Functional sulfur-doped zinc-nickel-cobalt oxide nanorods materials with high energy density for asymmetric supercapacitors

Transition metal oxides as the most promising electrode materials for supercapacitors has attracted widespread attention. However, their applications are limited by their sluggish charge transfer kinetics and insufficient active sites. Herein, we report the preparation of sulfur-doped zinc-nickel-cobalt oxides (SZNCO) using the synergistic effect of heteroatom doping and defect engineering by hydrothermal treatment and sulfurization method. The morphology and microstructure are characterized by powder X-ray diffraction (XRD), transmission electron microscopy (TEM), high-resolution TEM (HRTEM), selected area electron diffraction (SAED), energy dispersive spectrometry (EDS) mapping, X-ray photoelectron spectroscopy (XPS) and Raman spectra. The results demonstrate the successful doping of sulfur atoms and introduction of oxygen vacancies, which increases the redox reaction active sites and further improves the electrochemical kinetics of the electrode material, giving rise to a high specific capacitance (2919.60 F g-1 at 1 A g-1) and better electrical conductivity of the S-ZNCO electrode.

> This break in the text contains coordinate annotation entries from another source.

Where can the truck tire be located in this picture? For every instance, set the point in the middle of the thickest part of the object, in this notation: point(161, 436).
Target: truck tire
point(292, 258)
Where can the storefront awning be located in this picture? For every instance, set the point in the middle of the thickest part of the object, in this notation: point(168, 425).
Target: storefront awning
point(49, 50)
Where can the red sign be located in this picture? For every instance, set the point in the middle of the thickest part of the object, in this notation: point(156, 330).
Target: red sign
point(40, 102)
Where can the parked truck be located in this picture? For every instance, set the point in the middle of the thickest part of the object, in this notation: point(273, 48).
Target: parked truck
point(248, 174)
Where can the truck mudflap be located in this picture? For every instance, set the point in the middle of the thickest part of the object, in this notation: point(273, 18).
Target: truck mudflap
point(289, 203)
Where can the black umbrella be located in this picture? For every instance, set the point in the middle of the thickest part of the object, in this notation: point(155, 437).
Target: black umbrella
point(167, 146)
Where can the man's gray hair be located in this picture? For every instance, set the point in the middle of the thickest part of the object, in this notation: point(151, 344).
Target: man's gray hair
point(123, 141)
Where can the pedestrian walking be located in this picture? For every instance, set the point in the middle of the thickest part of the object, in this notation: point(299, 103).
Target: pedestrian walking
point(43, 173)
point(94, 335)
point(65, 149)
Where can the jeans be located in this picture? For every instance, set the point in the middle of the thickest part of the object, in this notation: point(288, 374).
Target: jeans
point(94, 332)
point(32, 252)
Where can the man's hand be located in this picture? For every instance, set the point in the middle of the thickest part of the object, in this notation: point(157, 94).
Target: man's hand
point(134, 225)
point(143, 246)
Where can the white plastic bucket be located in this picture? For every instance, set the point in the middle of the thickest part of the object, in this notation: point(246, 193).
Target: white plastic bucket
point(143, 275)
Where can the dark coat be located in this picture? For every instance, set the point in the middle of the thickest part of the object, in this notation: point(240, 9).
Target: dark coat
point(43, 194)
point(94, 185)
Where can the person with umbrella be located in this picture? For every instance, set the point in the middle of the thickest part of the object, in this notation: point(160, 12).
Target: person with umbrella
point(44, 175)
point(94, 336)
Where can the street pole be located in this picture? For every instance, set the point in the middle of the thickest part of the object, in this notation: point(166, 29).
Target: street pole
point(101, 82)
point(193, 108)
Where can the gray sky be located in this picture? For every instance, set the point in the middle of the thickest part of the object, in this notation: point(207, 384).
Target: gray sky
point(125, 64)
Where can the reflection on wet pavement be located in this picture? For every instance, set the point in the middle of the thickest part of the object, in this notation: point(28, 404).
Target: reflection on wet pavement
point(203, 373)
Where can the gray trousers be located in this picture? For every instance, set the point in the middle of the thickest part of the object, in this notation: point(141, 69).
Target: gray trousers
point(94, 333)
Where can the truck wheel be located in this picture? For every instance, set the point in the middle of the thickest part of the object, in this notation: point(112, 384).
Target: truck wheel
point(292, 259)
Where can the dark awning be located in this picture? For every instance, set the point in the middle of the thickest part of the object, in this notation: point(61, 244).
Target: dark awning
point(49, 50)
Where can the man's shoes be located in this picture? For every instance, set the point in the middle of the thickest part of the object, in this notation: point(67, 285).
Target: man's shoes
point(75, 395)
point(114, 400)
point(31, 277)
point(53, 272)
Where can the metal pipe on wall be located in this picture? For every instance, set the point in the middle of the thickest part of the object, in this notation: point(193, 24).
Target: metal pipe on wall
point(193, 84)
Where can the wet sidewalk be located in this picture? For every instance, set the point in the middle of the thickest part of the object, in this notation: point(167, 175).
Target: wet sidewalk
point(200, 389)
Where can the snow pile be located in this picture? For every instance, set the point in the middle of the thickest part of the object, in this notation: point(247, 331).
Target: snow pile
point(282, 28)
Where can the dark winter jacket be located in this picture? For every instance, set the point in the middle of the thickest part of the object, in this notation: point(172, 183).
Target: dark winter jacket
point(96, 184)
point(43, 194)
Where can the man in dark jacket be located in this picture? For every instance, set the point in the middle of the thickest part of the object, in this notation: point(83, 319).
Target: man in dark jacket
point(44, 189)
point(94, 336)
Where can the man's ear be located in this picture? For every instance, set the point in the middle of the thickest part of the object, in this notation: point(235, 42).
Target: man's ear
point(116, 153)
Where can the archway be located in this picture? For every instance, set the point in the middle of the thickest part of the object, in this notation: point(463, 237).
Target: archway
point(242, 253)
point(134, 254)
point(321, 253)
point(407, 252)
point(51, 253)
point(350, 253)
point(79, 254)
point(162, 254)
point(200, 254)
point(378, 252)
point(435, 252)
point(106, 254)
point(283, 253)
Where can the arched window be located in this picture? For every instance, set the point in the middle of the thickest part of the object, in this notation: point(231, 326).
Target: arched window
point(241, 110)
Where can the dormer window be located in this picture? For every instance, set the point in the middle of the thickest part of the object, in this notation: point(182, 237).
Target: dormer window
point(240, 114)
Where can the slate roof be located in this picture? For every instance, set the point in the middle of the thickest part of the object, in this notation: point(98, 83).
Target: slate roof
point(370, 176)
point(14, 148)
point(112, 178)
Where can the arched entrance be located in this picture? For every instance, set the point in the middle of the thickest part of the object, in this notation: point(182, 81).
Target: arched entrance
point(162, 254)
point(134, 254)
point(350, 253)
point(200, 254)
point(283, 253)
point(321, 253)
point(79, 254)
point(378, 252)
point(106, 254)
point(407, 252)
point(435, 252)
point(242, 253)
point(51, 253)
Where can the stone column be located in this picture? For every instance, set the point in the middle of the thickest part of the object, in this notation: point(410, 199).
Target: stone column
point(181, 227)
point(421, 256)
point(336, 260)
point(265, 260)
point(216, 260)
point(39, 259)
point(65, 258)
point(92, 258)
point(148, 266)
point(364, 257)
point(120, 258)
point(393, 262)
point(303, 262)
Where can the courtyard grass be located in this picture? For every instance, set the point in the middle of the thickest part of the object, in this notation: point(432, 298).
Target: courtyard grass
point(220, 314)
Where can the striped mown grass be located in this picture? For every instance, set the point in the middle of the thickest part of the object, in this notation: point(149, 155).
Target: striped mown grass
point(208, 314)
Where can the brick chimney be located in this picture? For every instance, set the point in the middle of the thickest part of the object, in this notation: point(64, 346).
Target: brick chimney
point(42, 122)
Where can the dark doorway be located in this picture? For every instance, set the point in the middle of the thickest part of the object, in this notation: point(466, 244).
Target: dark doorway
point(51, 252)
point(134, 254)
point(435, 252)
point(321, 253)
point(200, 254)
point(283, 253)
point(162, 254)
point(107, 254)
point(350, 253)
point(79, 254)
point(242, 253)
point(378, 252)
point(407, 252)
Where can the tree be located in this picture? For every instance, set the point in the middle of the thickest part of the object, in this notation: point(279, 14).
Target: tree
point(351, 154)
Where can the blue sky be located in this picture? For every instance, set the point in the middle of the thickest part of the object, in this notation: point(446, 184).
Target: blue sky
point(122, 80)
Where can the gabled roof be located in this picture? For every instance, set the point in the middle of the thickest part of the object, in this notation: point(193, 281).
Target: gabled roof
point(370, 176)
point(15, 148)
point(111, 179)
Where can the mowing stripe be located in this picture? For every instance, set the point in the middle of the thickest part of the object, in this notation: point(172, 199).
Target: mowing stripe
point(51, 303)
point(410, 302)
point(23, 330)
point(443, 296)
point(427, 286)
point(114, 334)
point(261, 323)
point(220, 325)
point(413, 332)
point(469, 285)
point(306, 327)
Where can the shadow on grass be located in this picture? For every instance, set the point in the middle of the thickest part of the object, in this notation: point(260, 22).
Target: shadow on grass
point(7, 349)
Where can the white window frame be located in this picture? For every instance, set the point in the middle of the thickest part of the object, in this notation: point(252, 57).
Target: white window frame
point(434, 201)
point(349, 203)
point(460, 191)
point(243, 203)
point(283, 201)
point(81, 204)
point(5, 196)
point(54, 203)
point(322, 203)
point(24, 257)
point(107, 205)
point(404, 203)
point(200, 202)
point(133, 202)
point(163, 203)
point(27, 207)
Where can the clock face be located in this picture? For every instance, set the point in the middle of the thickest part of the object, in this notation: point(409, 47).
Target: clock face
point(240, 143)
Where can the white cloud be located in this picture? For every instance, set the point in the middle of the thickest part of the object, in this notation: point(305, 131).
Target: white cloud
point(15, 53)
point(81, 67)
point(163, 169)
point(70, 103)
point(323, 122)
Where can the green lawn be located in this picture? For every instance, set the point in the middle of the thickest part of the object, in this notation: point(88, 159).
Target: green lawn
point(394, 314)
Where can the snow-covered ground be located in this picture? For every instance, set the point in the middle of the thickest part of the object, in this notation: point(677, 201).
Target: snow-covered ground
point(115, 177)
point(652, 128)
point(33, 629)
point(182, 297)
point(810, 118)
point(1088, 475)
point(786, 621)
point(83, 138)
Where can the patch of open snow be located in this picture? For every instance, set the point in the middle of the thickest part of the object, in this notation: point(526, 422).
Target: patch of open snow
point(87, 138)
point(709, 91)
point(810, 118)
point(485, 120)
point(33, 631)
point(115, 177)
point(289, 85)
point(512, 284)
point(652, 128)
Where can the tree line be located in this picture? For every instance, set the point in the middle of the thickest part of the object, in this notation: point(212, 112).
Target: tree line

Furthermore, the assembled S-ZNCONF//AC device achieves a high energy density of 72.97 W h kg-1 at a power density of 825 W kg-1. This work opens up new opportunities to design of advanced transition metal compounds for supercapacitors. (c) 2021 Published by Elsevier B.V.

Automated summary

Transition metal oxides are promising electrode materials for supercapacitors, but their applications are limited by slow charge transfer kinetics and insufficient active sites. This study reports the preparation of sulfur-doped zinc-nickel-cobalt oxides using heteroatom doping and defect engineering, which successfully increases the redox reaction active sites and improves the electrochemical kinetics of the electrode material. The results show a high specific capacitance and energy density for the SZNCO electrode, demonstrating the potential for advanced transition metal compounds in supercapacitors.